We are rather new working with Elasticsearch and although we have been reading the documentation, some things are still unclear to us, so I apologize in advance in case some of my questions seem trivial.
Currenly we have a lot of data and in the future we will getting new data when the new version gets live.
We have been researching and there doesn't seem to be consensus (that we could find) on the correct or best way to index the data from a SQL Server.
Our findings so far:
- Rivers: deprecated.
- JDBC Feeder: although not deprecated, it hasn't been updated to work with the latest elasticsearch version. We understand JDBC Feeder is a spare time project of Jörg Prante, so most likely he won't be able to keep it up to date as new releases of Elasticsearch arrive. So it is not the best option.
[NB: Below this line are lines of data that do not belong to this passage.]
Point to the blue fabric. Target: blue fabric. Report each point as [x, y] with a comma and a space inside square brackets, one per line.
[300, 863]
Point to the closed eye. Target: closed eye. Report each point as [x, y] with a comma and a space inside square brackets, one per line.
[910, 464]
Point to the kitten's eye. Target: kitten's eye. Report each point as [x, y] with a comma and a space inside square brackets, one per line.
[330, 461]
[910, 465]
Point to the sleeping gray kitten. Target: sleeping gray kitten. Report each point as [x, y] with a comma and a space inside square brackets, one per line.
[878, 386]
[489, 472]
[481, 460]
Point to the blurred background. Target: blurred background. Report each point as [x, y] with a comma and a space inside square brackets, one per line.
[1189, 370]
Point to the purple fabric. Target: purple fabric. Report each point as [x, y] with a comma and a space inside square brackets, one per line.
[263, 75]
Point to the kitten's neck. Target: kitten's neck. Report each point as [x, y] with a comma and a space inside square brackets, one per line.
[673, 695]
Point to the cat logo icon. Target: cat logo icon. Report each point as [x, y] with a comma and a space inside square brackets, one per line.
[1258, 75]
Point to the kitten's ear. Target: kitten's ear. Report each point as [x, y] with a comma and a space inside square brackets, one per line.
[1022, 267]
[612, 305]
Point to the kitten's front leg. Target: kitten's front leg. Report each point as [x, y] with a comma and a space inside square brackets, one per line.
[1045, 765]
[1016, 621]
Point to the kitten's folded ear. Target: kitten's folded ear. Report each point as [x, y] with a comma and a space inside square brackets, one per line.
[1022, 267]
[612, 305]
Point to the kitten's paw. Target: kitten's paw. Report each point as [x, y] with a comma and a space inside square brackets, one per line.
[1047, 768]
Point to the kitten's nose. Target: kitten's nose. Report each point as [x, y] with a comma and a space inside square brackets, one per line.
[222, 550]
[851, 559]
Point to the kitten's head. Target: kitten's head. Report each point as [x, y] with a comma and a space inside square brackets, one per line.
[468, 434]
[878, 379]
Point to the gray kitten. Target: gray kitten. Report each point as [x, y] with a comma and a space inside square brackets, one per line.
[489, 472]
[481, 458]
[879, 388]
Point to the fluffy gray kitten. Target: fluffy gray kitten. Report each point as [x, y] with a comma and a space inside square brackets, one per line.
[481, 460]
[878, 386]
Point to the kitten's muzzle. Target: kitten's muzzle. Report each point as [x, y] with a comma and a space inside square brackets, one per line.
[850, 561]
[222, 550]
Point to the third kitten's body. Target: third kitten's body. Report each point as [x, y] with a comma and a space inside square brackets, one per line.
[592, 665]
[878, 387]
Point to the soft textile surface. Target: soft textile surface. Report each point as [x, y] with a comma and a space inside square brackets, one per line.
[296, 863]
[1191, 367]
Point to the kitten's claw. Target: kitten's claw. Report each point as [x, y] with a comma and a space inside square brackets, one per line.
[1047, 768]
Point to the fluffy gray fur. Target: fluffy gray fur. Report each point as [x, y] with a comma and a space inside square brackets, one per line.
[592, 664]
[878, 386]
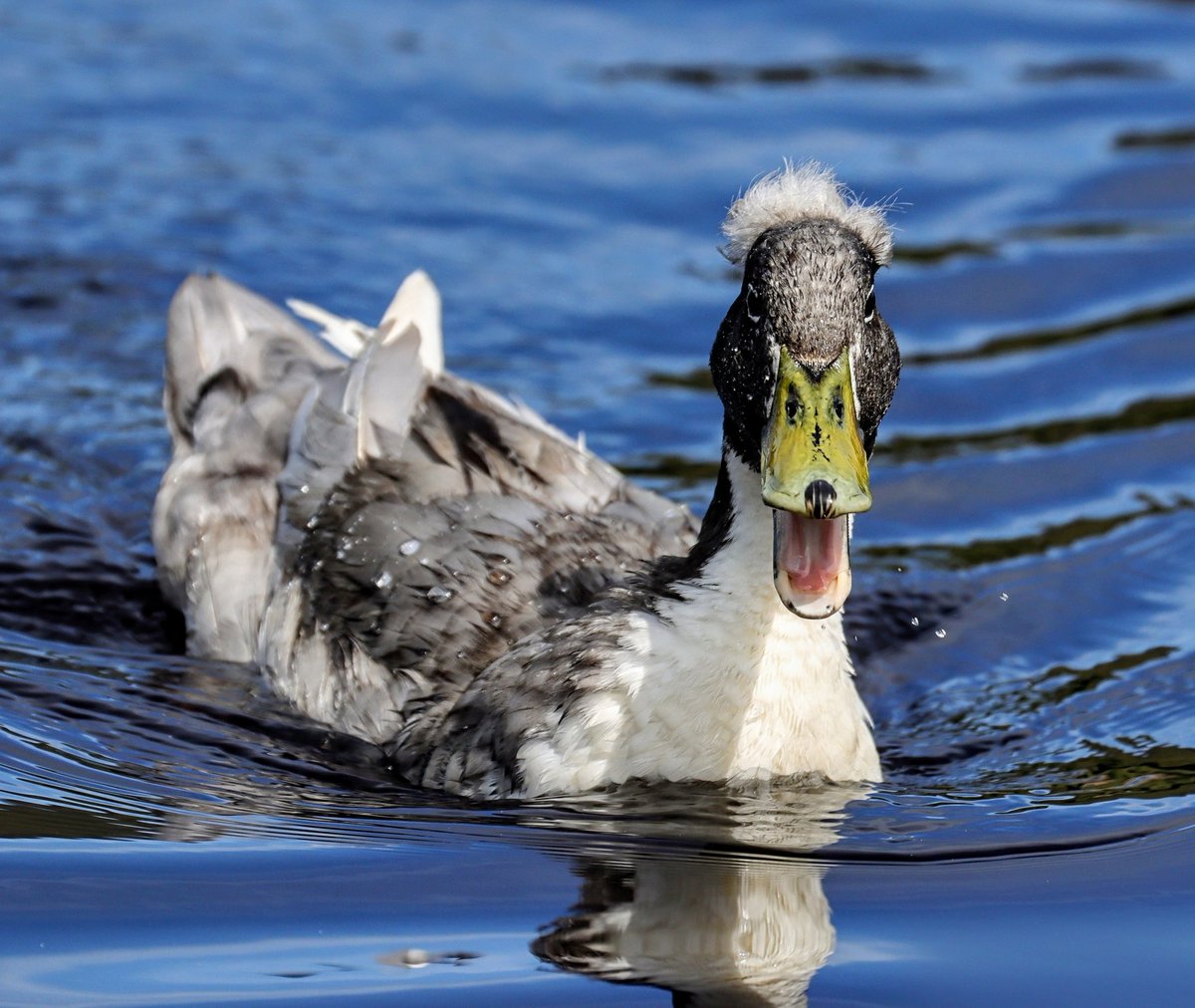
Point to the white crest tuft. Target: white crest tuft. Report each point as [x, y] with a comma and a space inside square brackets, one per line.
[800, 191]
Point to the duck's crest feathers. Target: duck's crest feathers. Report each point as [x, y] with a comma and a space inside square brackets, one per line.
[800, 191]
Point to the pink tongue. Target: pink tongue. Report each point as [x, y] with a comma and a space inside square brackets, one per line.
[811, 550]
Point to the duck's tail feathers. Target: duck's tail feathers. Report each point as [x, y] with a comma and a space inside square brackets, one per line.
[364, 410]
[416, 303]
[237, 370]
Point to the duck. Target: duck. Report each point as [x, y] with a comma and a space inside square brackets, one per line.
[417, 561]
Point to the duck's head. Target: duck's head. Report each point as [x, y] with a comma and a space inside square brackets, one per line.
[806, 368]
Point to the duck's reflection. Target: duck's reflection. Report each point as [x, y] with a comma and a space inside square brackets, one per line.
[715, 926]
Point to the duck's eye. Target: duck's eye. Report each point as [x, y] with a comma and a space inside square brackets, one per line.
[754, 304]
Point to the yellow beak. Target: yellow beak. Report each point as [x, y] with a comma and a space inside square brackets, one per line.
[813, 439]
[816, 473]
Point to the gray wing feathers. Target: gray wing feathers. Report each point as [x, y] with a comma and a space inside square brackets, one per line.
[237, 369]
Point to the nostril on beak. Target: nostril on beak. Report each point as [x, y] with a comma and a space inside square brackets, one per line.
[820, 497]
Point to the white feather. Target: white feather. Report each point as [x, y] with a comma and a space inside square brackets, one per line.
[799, 192]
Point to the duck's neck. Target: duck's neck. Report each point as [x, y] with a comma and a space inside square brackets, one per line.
[729, 683]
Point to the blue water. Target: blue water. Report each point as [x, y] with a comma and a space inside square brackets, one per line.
[1025, 612]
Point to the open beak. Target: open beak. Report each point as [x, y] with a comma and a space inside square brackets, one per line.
[816, 473]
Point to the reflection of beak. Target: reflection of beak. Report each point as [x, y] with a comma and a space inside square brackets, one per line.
[816, 473]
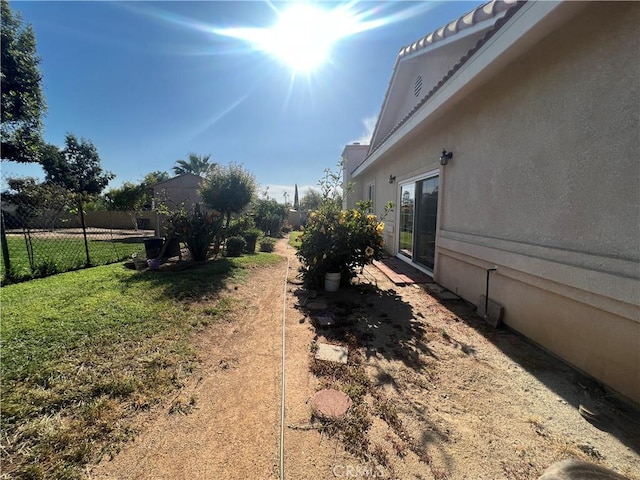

- Logstash with JDBC Plugin: We have been looking into it and we are unsure of how this works. Logstash seems to be way more than we actually need, which is indexing some data into our server. If Item 1 had value A and then has B, i only need to know it has value B, we don't need versioning of the values of Item1, like this example seems to suggest logstash do . Also, if i understand correctly we need to cron a process to update the index, logstash doesn't do that automatically. Correct?
- Custom: Send data to Elasticsearch with custom code, using bulk operations with a process running periodically and keeping track of the changes in the database using a timestamp or some other custom way. This gives us the most freedom, but also it doesn't leverage the knowledge and work of everyone that has been using elasticsearch for this same purpose making our solution not as efficient and maintainable as it could be.
What is the general consensus for this, how do people index data from their database in Elasticsearch? Is there a "correct" way to do it?